FS = (16, 9)  # figure size

Benford’s law

Here is the definition from wikipedia :

Distribution

This was first discovered by Canadian-American astronomer Simon Newcomb in 1881, when he

noticed that in logarithm tables the earlier pages (that started with 1) were much more worn than the other pages.

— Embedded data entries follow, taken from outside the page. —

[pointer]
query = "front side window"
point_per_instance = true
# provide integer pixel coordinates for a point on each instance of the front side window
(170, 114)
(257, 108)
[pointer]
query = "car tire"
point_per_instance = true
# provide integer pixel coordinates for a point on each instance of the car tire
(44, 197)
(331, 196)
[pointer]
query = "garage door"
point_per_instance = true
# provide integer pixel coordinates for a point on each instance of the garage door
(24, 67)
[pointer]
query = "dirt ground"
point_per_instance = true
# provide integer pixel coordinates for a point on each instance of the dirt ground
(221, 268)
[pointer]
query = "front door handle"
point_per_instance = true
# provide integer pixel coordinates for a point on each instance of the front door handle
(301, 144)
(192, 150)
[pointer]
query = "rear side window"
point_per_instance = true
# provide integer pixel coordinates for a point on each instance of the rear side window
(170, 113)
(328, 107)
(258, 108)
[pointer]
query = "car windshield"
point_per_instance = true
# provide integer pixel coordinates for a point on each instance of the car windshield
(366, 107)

Let’s have a look at this distribution :

benford = pd.DataFrame(
    data={
        "proba": [np.log10(1 + 1 / d) for d in range(1, 10)],
        "leading_digit": range(1, 10),
    }
).set_index("leading_digit")
ax = benford.plot(
    legend=False, grid=True, alpha=0.5, figsize=FS, rot=0, style="o", ms=20
)
_ = ax.set(
    title="Benford's law", 
    xlabel="Leading digit", 
    ylabel="Probability of occurence"
)

Benford's law

Now let’s check our population data.

Population of french cities

Data from 2017 can be found here, from the website of the french institute of statistics and economic studies (INSEE). The chosen archive has several CSV files dealing with various administrative levels. We are going to use the commune level. Regarding population, communes are the same thing as cities when they have more than 2000 inhabitants, except for the 3 largest cities: Paris, Marseille and Lyon, where a commune corresponds to an “arrondissement”, which is some kind of district (e.g. twenty arrondissements in Paris). Below 2000 inhabitants, they correspond to villages. The data covers mainland France as well as overseas departments and regions.

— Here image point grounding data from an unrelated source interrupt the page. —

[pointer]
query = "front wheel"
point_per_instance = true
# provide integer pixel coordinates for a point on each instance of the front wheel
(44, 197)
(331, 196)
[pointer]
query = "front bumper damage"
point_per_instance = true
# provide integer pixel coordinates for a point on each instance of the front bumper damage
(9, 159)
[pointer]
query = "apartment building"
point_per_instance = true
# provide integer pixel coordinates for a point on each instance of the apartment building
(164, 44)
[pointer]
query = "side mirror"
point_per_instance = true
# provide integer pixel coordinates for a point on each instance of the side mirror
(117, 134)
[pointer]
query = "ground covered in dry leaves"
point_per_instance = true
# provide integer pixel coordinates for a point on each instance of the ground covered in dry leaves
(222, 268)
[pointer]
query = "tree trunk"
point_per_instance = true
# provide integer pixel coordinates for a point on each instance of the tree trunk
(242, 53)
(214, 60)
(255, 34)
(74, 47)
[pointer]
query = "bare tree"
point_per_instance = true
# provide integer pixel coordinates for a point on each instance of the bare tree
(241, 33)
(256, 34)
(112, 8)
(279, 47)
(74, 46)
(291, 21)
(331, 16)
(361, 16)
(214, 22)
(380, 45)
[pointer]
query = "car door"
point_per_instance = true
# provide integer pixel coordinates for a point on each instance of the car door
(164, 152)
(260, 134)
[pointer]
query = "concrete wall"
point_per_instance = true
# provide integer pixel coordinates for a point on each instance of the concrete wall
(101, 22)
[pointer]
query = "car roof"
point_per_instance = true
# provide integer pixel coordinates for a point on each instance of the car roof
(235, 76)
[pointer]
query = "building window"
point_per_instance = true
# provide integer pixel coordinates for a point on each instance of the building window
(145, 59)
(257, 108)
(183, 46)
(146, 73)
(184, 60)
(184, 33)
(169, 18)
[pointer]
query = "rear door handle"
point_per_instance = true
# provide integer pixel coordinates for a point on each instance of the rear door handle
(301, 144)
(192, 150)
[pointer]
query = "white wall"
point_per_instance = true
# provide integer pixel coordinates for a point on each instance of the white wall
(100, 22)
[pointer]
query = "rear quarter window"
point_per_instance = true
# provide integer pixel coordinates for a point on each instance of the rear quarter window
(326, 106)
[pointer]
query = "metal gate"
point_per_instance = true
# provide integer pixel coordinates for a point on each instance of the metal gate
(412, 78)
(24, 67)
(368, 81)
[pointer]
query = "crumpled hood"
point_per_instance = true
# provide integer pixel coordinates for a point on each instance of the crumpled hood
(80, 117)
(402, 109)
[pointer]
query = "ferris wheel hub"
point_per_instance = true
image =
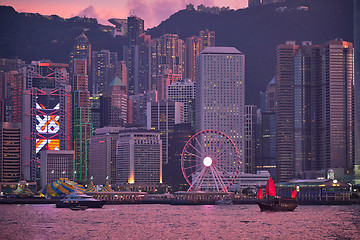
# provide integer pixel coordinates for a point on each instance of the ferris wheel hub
(207, 161)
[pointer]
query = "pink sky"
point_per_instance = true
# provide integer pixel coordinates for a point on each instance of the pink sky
(152, 11)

Let’s start by downloading and extracting the data :

url = "https://www.insee.fr/fr/statistiques/fichier/4265429/ensemble.zip"
r = requests.get(url, allow_redirects=True)
file_name = "ensemble.zip"
_ = open(file_name, "wb").write(r.content)
with ZipFile(file_name, "r") as zip:
    zip.extractall()
!ls *.csv
Arrondissements.csv		     meta_arrondissements.csv
Cantons_et_metropoles.csv	     meta_associe.csv
Collectivites_d_outre_mer.csv	     meta_cantons.csv
Communes.csv			     meta_com.csv
Communes_associees_ou_deleguees.csv  meta_communes.csv
Departements.csv		     meta_departements.csv
Fractions_cantonales.csv	     meta_fractions.csv
Regions.csv			     meta_regions.csv

The communes.csv file has 5 columns and 34995 rows :

df = pd.read_csv("Communes.csv", sep=";")
df.head(2)
DEPCOM COM PMUN PCAP PTOT
0 01001 L' Abergement-Clémenciat 776 18 794
1 01002 L' Abergement-de-Varey 248 1 249

DEPCOM is some kind of ID code
COM is the commune name
PTOT is the total population
We are only interested in the PTOT column.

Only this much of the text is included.